New Super Mario Bros’ta güçlendirmeler inanılmaz kısıtlıdır. Aşağı yukarı sadece fire flower var diyebilirim. Sanırım sadece birinci bölümde denk geldiğim yiyeni dev yapan mantar, bulmayı hiç istemediğim cüce yapan mantar, bazı bölümlerin üstünde gezinerek ekstra item veren kırmızı soru işareti kutusundan çıkan kaplumbağa kabuğu ve her zaman olduğu gibi alınca hızlıca yardırmaya yarayan yıldız.

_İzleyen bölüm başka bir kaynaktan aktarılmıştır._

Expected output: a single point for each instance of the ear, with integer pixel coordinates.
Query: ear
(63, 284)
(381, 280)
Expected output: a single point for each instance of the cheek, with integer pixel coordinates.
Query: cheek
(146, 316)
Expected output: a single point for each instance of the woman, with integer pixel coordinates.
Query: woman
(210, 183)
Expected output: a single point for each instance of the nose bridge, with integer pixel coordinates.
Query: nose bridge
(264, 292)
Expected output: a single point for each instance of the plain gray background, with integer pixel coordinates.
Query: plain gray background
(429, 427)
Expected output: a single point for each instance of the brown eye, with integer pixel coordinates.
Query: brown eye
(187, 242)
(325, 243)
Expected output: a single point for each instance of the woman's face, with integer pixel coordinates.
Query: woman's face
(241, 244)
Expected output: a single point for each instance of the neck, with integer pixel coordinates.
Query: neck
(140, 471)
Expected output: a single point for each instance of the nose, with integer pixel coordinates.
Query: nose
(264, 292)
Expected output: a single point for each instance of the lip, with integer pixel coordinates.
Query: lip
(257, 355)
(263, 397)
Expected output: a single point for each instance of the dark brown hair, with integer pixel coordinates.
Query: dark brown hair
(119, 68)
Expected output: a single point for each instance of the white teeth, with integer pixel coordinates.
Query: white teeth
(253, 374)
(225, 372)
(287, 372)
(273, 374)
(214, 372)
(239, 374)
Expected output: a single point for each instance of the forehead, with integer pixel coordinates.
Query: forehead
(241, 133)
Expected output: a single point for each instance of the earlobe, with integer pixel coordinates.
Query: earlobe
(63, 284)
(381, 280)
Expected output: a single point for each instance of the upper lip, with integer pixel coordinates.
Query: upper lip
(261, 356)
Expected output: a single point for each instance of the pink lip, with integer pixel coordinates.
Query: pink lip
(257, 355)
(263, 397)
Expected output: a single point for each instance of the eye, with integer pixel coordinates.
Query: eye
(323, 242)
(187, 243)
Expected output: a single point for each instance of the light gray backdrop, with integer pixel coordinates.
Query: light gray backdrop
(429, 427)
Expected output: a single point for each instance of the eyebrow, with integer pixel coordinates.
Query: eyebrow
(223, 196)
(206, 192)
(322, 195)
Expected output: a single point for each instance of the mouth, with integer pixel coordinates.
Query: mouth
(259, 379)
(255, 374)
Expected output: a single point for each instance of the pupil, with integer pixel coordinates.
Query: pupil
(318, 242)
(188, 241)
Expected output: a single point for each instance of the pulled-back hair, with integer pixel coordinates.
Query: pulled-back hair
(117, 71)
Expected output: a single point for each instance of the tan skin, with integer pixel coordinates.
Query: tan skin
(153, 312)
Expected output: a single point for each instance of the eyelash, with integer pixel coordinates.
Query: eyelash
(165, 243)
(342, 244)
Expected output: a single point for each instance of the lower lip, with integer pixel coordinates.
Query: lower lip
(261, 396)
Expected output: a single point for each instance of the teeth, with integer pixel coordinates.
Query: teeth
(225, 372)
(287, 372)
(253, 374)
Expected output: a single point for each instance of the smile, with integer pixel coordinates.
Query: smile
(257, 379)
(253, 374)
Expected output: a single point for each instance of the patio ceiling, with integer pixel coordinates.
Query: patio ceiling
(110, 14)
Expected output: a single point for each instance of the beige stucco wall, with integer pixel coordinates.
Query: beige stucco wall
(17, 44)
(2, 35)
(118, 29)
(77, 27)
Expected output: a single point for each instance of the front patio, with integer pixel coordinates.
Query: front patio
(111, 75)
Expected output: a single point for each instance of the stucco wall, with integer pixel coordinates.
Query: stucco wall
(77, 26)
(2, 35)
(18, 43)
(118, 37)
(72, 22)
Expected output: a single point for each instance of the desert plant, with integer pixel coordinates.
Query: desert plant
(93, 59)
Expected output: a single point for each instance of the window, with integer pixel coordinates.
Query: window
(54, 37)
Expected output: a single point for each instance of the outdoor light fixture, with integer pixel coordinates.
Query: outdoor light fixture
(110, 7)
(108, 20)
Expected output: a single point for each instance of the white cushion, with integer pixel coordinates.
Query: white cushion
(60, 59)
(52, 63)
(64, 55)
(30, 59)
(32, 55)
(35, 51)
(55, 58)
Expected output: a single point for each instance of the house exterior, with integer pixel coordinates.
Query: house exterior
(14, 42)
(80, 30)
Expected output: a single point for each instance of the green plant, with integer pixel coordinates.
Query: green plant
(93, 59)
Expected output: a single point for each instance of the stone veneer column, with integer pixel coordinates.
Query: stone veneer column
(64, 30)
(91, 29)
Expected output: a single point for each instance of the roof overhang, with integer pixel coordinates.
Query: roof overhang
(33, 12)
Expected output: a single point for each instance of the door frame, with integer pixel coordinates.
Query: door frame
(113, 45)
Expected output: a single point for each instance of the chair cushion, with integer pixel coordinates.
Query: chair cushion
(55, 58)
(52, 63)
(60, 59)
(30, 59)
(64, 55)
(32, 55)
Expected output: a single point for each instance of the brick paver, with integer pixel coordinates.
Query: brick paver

Kaplumbağa kabuğu diyince aklınıza bumerang atabiliyoruz gibi bir fikir gelmesin, bu oyunda o yok. Niye öyle ben de bilmiyorum. Bu kadar az güçlendirme ile ilk Super Mario Bros oyununa bayağı yakın olmuş desem yalan olmaz. 

Ben oyuna pek bayılmadım açıkçası, çünkü yeni bir tarafı yok, sadece grafik iyileştirmesi var ki DS görselliğine karşı, 16 bitlik SNES görselliğini tercih ederim. Oyun gerçekten sıfır yenilik ile çıkmış desem yalan olmaz, hiçbir fark yaratmadığı için de daha erişilebilir eski Mario oyunlarını oynadıktan sonra Mario açlığınız dinmezse bu oyunu oynayın derim.

Bu yeni bir kitabın önsözü gibiydi, gelecekte eserler daha yoğun etkileyici mi olacak göreceğiz, nasıl olsa hep buradayız. Nintendo oyunları hakkında konuşmak isteyen dostlarımı yorumlara beklerim, şimdilik hepiniz hoşça kalın ve görüşmek üzere.